マタイ26章6~13節 | 聖書日課 デボーションノート

聖書日課 デボーションノート

聖書日課に従って、日々聖書を読んで思わされたことを書き留めています。


聖書本文は日本聖書協会発行の新共同訳聖書を引用しています。

マタイ26:6 さて、イエスがベタニアで重いひふ病の人シモンの家におられたとき、
26:7 一人の女が、極めて高価な香油の入った石膏の壺を持って近寄り、食事の席に着いておられるイエスの頭に香油を注ぎかけた。
26:8 弟子たちはこれを見て、憤慨して言った。「なぜ、こんな無駄使いをするのか。
26:9 高く売って、貧しい人々に施すことができたのに。」
26:10 イエスはこれを知って言われた。「なぜ、この人を困らせるのか。わたしに良いことをしてくれたのだ。
26:11 貧しい人々はいつもあなたがたと一緒にいるが、わたしはいつも一緒にいるわけではない。
26:12 この人はわたしの体に香油を注いで、わたしを葬る準備をしてくれた。
26:13 はっきり言っておく。世界中どこでも、この福音が宣べ伝えられる所では、この人のしたことも記念として語り伝えられるだろう。」

イエス様の頭に高価な香油を注いだ女性、そして、それを「無駄使い」と表現する弟子たち。
イエス様に対する認識の違いが、それぞれの態度の違いになって表れている。

そして、イエス様はどうかと言うと、彼女の取った行動は、ほめられるものであり、この福音が宣べ伝えられるところでは、記念して語り伝えられるであろうと仰せられる。
ここで注目したいことは、イエス様が仰せられた「この福音」という言葉である。
イエス様の言葉から、「この福音」という言葉が、この女性が行った行為そのものではないことが伺える。
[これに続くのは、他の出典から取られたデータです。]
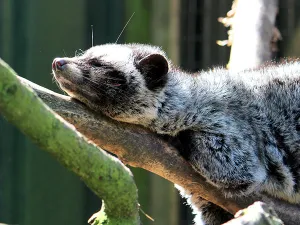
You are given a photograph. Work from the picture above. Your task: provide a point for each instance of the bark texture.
(141, 148)
(104, 174)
では、何を指して「この福音」と言っているか。
それは、「私を葬る準備」である。
しかも、香油を注いだことが準備であるから、「私を葬る」が「この福音」ということになる。
つまり、イエス様は、御自分の死をもって、それこそが「福音(=よき知らせ、喜びのおとずれ)」であると仰せられているのだ。

私の身代わりの死、あらゆる罪を贖うための神の小羊、イエス・キリストの十字架の死こそ、我らの福音。
私もこの女性のごとく、イエス様の十字架の死を感謝し、「この福音」が宣べ伝えられるための良き証をさせていただきたいと願う。